Our closest ancestors, the chimpanzee and bonobo, both grow facial hair around the mouth area. What is noteworthy is that this is the case in both males and females of the species.
Female chimpanzee with facial hair:
Our own species has a notable dichotomy in facial hair between males and females. I'm interested in what broadly speaking are the theories on facial hair. Could it be as simple as sexual selection over tens, or hundreds of millennia?
A previous answer eludes to a sexual selection direction, but my question is primarily why do human females not grow nearly as much facial hair as their male counterparts?

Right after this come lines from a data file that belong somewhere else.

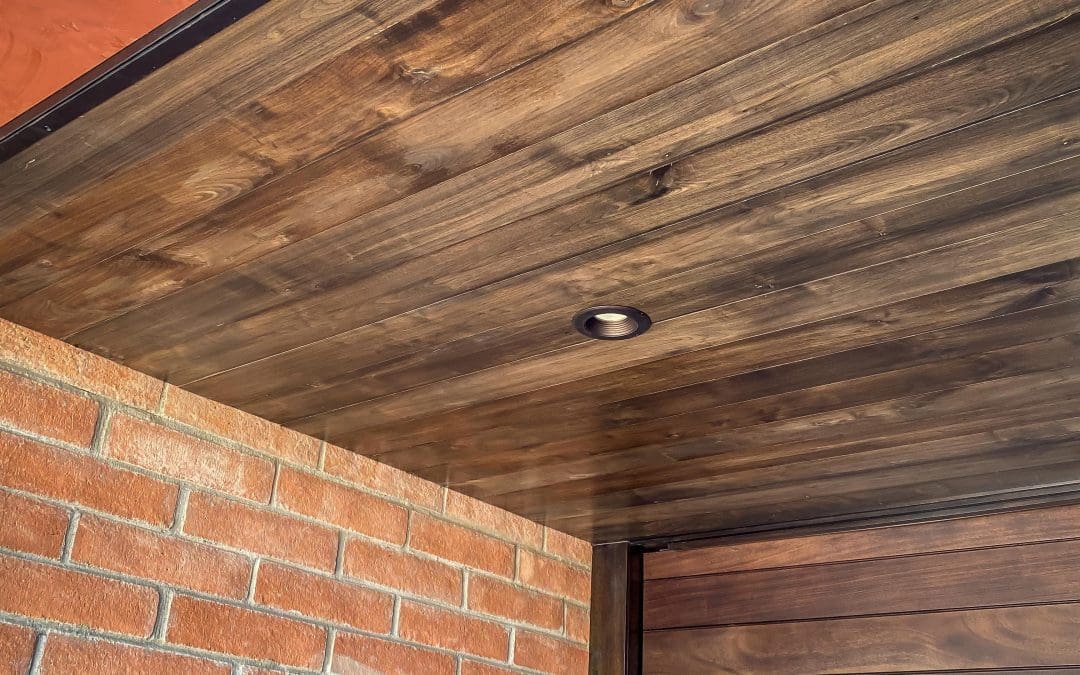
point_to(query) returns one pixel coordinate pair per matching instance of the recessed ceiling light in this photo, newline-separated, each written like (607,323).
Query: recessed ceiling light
(611,322)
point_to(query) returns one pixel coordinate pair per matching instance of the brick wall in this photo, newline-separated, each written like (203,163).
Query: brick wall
(146,529)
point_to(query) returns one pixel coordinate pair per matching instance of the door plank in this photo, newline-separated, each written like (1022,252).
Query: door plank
(984,638)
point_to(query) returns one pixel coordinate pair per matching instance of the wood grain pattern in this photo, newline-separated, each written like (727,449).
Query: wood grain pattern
(974,594)
(987,638)
(973,532)
(855,225)
(1008,576)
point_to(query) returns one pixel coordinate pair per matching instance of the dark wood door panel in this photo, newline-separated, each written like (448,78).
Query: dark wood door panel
(1028,574)
(997,529)
(1038,636)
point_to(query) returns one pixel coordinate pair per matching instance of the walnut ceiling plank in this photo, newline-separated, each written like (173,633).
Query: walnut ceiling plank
(1021,247)
(224,73)
(337,260)
(958,161)
(369,174)
(966,482)
(936,419)
(640,469)
(518,297)
(929,362)
(602,274)
(255,149)
(806,489)
(507,429)
(561,402)
(373,243)
(859,243)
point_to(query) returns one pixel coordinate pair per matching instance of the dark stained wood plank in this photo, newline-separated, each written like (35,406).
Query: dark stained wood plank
(615,635)
(406,68)
(325,193)
(509,424)
(790,470)
(1038,636)
(997,529)
(1025,574)
(335,253)
(343,378)
(682,400)
(1021,247)
(629,457)
(828,476)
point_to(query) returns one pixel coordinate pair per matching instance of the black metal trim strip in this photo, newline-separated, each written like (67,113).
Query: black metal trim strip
(190,27)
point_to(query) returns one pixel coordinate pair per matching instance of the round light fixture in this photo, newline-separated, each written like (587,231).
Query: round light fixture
(611,322)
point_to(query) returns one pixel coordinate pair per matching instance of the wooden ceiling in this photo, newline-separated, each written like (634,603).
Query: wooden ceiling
(854,224)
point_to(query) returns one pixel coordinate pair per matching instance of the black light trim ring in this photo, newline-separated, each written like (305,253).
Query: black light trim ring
(593,323)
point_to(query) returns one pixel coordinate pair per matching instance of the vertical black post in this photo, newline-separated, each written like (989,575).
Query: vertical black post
(615,643)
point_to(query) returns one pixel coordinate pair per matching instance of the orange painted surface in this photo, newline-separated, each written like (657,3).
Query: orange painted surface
(44,44)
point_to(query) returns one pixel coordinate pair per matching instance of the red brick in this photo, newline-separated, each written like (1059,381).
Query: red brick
(491,596)
(553,576)
(46,410)
(474,667)
(254,432)
(453,631)
(550,655)
(187,458)
(259,530)
(577,623)
(244,633)
(46,355)
(68,476)
(485,516)
(45,592)
(311,595)
(569,548)
(359,653)
(142,553)
(65,653)
(30,526)
(340,505)
(401,570)
(16,648)
(460,544)
(377,476)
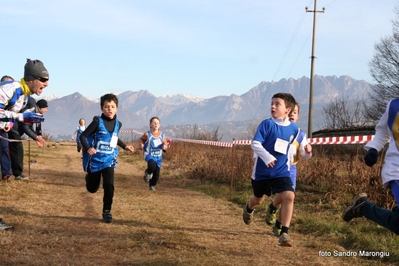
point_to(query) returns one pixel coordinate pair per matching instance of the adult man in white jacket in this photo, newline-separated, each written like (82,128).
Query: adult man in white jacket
(14,96)
(387,130)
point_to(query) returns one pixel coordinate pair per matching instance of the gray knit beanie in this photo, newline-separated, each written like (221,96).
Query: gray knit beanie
(35,69)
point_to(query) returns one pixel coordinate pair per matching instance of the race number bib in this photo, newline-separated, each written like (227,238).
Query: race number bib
(114,141)
(281,146)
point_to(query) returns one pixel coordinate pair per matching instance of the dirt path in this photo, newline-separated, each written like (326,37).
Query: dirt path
(59,223)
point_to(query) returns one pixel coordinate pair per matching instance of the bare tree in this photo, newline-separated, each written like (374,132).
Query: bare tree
(384,68)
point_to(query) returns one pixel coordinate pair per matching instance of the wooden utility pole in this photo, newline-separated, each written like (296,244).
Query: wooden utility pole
(310,120)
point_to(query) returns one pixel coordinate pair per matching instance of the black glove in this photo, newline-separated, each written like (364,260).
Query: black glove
(31,118)
(371,157)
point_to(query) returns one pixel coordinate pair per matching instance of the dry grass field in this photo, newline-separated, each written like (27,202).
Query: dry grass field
(57,222)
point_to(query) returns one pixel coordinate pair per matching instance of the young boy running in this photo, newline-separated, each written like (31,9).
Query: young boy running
(153,142)
(99,141)
(300,146)
(271,170)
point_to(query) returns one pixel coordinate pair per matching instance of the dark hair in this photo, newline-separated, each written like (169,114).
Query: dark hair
(289,100)
(154,117)
(6,77)
(108,98)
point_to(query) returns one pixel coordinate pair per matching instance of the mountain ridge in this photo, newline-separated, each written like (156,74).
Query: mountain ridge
(137,107)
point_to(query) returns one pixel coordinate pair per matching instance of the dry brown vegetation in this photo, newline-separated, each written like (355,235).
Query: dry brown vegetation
(57,222)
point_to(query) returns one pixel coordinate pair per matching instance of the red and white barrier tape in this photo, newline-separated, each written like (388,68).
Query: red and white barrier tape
(313,141)
(341,140)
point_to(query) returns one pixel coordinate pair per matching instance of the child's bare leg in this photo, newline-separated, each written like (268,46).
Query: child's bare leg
(287,207)
(254,201)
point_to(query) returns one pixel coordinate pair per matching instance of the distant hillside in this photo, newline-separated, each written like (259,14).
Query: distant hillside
(136,108)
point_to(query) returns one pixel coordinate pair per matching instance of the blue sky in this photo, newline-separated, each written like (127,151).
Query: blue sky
(203,48)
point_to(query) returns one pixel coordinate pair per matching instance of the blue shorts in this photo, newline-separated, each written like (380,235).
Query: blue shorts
(273,185)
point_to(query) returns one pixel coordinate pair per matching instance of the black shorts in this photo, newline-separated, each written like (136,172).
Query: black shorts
(273,185)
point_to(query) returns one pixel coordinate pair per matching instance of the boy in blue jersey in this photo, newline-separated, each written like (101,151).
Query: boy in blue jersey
(271,172)
(153,142)
(100,151)
(302,147)
(79,130)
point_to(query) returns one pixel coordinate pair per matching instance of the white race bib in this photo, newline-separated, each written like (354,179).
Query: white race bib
(281,146)
(114,141)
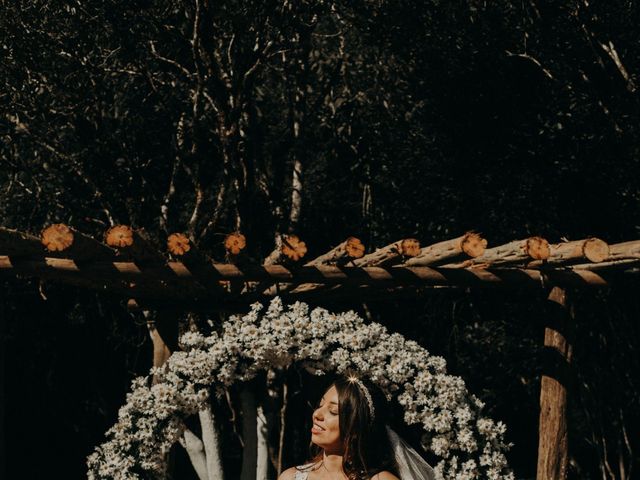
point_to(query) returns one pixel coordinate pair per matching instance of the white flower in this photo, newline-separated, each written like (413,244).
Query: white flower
(152,419)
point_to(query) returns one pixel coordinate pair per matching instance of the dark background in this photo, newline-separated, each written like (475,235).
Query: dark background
(406,120)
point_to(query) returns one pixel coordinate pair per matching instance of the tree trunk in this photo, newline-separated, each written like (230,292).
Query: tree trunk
(249,434)
(467,246)
(391,254)
(195,449)
(262,430)
(211,443)
(552,441)
(512,253)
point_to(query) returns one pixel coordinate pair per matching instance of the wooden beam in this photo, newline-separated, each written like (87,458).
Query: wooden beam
(625,250)
(578,251)
(289,248)
(133,245)
(512,253)
(19,244)
(64,240)
(194,262)
(349,250)
(553,432)
(176,272)
(469,245)
(391,254)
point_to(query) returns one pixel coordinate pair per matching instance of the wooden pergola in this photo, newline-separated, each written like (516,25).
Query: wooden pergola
(127,264)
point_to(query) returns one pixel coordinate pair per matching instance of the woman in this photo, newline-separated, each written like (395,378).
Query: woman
(351,440)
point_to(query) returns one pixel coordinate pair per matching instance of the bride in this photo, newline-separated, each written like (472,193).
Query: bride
(350,440)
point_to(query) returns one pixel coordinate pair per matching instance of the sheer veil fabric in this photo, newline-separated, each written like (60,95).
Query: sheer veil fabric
(411,466)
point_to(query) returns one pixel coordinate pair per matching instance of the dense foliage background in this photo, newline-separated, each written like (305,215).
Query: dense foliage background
(382,120)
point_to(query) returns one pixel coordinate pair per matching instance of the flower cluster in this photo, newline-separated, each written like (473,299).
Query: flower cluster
(470,446)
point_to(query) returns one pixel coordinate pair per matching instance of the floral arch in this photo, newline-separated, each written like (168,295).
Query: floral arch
(469,445)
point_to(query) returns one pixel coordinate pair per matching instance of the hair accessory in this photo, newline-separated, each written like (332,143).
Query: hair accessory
(365,392)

Is this just a typical sexual dichotomy? I suppose here I am interested at a molecular level - is beard growth absent, or suppressed in women?
Speaking physiologically androgen is a hormone that drives hair growth and this hormone is more prevalent in males. Although females do have vellus hair coverage on their face, the thicker androgenic hair isn't typically present. A cursory search didn't reveal to me if this is due to less follicles in the first place so androgen would have little effect, or less hormone release.
To answer the question "Why do men grow facial hair" I think three smaller questions are raised:
- What is the point of facial hair? (If there is any beyond sexual selection...)
- What selected thick androgenic facial hair out of human females?
- At a molecular level, have females lost the "facial hair gene", or gained a "facial hair suppressor gene"?